Documentário do casal de cineastas Ivi Roberg e Juliano Salgado joga luz sobre a potência das mulheres à frente do movimento indígena brasileiro, a começar pela ministra Sonia Guajajara
Sonia Guajajara tinha 17 anos quando sua tia Maria Santana a convocou para uma conversa. “Subi na garupa de uma moto e fui até a aldeia Lagoa Quieta, no território Arariboia”, conta a sobrinha. Chegando lá, no município de Amarante, no Maranhão, a tia a aguardava com colar e maracá [instrumento musical indígena]. “Ela me olhou e disse: ‘Quero te entregar esses presentes, são símbolos de liderança. Passo a você o poder da palavra. Todo mundo vai te ouvir. Esse maracá vai ecoar e você será a porta-voz do nosso povo’.”
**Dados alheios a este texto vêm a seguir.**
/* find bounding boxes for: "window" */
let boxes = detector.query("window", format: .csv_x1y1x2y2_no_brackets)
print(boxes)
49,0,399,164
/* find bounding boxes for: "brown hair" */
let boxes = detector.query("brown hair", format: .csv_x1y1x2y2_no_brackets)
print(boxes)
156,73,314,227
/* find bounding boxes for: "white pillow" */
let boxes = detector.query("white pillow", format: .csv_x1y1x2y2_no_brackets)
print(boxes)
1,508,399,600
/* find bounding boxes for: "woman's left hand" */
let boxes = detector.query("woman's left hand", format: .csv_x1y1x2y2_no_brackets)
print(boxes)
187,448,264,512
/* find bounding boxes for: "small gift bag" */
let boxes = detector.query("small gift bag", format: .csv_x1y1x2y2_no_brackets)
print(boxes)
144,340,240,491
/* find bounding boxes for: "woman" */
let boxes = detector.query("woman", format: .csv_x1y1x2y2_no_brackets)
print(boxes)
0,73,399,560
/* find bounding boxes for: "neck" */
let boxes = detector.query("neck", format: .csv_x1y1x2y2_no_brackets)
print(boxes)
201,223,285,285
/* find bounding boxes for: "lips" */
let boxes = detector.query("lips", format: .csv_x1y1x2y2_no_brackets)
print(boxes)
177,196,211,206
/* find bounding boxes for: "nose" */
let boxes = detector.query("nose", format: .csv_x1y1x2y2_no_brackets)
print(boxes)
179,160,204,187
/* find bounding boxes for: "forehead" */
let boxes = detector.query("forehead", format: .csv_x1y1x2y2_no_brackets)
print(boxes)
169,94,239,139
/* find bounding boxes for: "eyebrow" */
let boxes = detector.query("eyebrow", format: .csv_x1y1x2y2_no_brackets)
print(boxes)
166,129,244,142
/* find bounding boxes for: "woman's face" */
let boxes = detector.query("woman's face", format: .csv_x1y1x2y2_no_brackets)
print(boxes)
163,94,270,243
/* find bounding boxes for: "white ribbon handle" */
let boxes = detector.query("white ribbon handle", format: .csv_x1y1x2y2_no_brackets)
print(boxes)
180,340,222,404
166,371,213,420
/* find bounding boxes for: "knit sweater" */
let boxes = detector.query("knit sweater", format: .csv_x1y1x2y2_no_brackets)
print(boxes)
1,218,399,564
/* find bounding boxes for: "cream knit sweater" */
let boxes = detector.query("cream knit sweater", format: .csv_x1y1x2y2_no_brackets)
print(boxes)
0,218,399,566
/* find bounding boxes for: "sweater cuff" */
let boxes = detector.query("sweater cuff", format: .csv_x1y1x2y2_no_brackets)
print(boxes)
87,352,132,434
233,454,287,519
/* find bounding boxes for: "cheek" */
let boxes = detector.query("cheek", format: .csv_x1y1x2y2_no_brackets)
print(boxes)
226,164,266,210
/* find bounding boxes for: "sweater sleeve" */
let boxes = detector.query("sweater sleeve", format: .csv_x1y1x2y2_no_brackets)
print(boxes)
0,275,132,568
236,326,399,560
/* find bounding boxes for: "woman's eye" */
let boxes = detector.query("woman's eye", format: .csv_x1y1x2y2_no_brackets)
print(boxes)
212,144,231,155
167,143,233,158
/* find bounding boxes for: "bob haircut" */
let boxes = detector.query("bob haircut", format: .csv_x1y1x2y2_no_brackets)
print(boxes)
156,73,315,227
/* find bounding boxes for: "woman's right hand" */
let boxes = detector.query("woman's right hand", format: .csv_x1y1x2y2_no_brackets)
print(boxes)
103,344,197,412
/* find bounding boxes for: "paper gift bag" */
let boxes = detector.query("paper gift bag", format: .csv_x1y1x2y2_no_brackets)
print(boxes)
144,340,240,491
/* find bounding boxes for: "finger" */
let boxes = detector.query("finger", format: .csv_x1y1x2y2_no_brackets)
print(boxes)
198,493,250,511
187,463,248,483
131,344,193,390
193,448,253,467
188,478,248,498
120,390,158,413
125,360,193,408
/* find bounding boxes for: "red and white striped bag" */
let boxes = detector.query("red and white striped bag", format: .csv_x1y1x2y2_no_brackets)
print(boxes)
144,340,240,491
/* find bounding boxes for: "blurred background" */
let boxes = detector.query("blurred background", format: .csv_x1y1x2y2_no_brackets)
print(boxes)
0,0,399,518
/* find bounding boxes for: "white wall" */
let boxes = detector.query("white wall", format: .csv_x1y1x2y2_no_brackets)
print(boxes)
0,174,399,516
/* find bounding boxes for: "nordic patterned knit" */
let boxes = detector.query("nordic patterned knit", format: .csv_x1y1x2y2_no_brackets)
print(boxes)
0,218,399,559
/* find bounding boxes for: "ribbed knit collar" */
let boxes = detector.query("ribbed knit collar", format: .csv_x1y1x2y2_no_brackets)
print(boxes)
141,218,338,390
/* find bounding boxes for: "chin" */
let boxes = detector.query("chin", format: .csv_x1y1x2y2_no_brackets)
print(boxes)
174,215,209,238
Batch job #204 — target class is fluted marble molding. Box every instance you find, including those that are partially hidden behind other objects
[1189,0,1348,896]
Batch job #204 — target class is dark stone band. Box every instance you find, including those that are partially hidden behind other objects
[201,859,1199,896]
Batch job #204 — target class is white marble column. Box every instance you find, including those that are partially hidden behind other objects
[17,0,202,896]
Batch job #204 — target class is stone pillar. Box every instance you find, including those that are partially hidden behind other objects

Três décadas depois, Sonia Guajajara recorda a história em sua posse como ministra de Estado dos Povos Indígenas. É pioneira em muitas frentes (primeira indígena eleita deputada federal por São Paulo, primeira ministra indígena, primeira mulher na coordenação da Articulação dos Povos Indígenas do Brasil). Naquele 11 de janeiro de 2023, lembrar a profecia da tia reforça a dimensão coletiva de seu trabalho. “Não estou aqui sozinha, estou aqui com a força de nossa ancestralidade”, disse.
A ATIVISTA SAmela Sateré Mawé é pintada por mulher KaYapó — Foto: ivi roberg/divulgação
As linhas que você tem diante dos olhos não narram apenas a história da Sonia. Este texto tampouco é só meu. É a história de uma coletividade, de um grupo de mulheres que cresce e não para de incorporar aliadas. Sonia Guajajara, Célia Xakriabá, Joenia Wapichana. Também Ivi Roberg, que conviveu intensamente com ela nos últimos tempos. E você, que a lê agora.
Sequência 1
São Paulo, fim de agosto de 2021. Ivi Roberg, de 44 anos, deixa seu apartamento, no bairro de Higienópolis, e ruma para o Aeroporto de Congonhas. Como outras mães de crianças pequenas na pandemia, havia passado os meses anteriores convivendo basicamente com a família, formada pela filha Nara, 3, e o companheiro, Juliano Salgado, 49.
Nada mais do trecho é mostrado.